Em sua manifestação o Ministério Público foi contrário ao pedido formulado por Marcos José da Silva e parcialmente favorável quanto ao pedido de Elizabeth. O juiz acabou indeferindo o pedido de Marcos.

“O pedido do requerido Marcos José da Silva, entendo que o pedido do demandado não comporta deferimento. Isso porque, muito embora o requerido tenha sustentado que a quantia bloqueada na conta […], seria verba salarial, não trouxe holerite para demostrar a correlação entre o valor bloqueado e o seu salário”.
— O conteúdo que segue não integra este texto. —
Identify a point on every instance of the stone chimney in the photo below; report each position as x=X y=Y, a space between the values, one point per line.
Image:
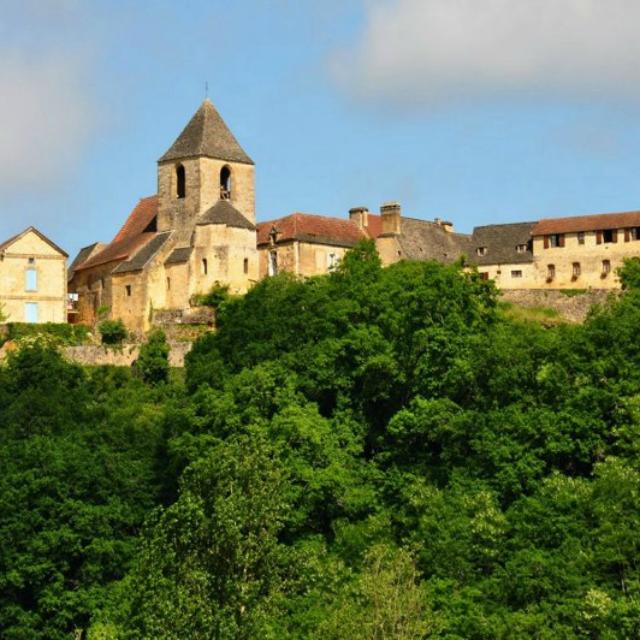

Já com relação ao pedido de Elizabeth, o magistrado considerou que não resta dúvida que a importância tornada indisponível é impenhorável e, dessa forma, deve ser desbloqueada e restituída a ela.

“Defiro parcialmente o pedido da requerida Elizabeth Aparecida Ugolini, reconhecendo a impenhorabilidade da quantia de R$ 21.431,64 bloqueada na conta poupança […], e do valor de R$ 18.133,86 oriundos de investimento […] o que faço para determinar a sua imediata restituição à demandada”.

“No mais, considerando que os valores bloqueados não asseguraram o valor total da quantia objeto do pedido de indisponibilidade, qual seja, o montante de R$239.250,00, procedi nesta data com o cumprimento das demais medidas de constrição”, finalizou.